3. Sustainability. The practice area should not be a flash in the pan. It should exhibit signs that it will be around beyond the present.
Health law will be around as long as people are around.
The increasing complexity of modern human and pathogenic life means that health law is never going to go away. Example: the two available pneumonia vaccines protect against only 36 of the more than 100 pneumonia strains.
4. An Upward Curve. The practice area should be a growth industry.
Even if no new laws are enacted and technological innovation comes to a screeching halt, health law will continue to expand due to general population growth.
However, along with population growth, new laws are constantly being enacted and technological innovation marches on.
5. Geographic Scope. Jobs should be available nationwide, or at least in a large number of geographic locations.

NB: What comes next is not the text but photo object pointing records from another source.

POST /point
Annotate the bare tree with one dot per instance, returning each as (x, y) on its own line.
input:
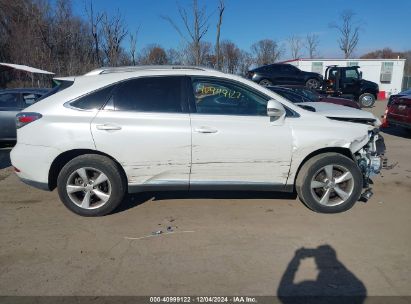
(245, 62)
(296, 44)
(133, 45)
(311, 44)
(196, 26)
(95, 22)
(174, 56)
(231, 56)
(221, 8)
(114, 32)
(349, 30)
(266, 51)
(153, 54)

Health law practice is ubiquitous. It is no longer concentrated in major metropolitan areas. Hospitals everywhere need constant legal input. In my small home town of 10,000 population, several attorneys practice health law.
Today, even hospitals with the smallest number of beds are beset by a host of legal issues requiring both outside and in-house counsel expertise. We used to employ a rough rule-of-thumb that stated that the triggering number of beds for a hospital to have an in-house counsel office was 200. That threshold number is decreasing with every passing year.
6. Relative Ease of Entry. The practice area’s learning curve should not be too steep to be conquered by a novice. Some affordable education or training should be available to supplement basic legal education and experience.
Health law encompasses so many traditional practice areas that virtually any attorney can take his/her education and/or experience in other fields and apply it to health law, be it litigation, transactional, regulatory or other. Moreover, a common medico-legal nexus theme applies in the many administrative forums before which health lawyers practice. A great example is Social Security Disability Income hearings, Medicare hearings, veterans’ disability hearings, and workers’ compensation hearings. What an advocate learns in one of these venues has application in all of the others.
While health law is maturing, this still holds true.
7. Ideally, It Should Be New or Different. The practice area should allow for opportunities for practitioners to be among those who are “first-past-the-post.”
Although health law, per se, is not a new practice area, it keeps generating many new subspecialties (e.g., telemedicine licensing, bioethics, healthcare privacy, hospital-physician practice acquisitions) and cases of first impression (liability for robotic surgery gone awry), opening up opportunities to become an expert in a new field.
As long as health-related technology keeps advancing, new legal issues are never far behind.
8. Distinctive Value Proposition/Competitive Advantage. Practice area knowledge should be able to provide the elements of a unique selling proposition for a job campaign.
Due to high demand for health law expertise, a background in the field causes employers in a variety of sectors to “sit up and take notice.”
Healthcare’s tentacles intrude into virtually every aspect of the national economy, creating new opportunities for health lawyers.
9. Threat Analysis. Is this practice potentially subject to substitution of a human lawyer by a disruptive technology…or something else? And how soon could this happen?
Health law does not lend itself to a high job security risk.
This has not changed. If anything, the human element is now more important than ever.
10. Compensation. Will this practice area allow someone to manage their student debt effectively?
Healthcare is a very deep-pocket industry and is also one where the potential business risks can be very expensive. This translates into relatively high compensation for health lawyers.
This is true not only for mainstream health law practitioners, but also in JD Advantage fields such as Compliance and Risk Management.
In summary, health law is a solid, long-term career opportunity which also opens up many sub-specialties that are going to be around for a very long time.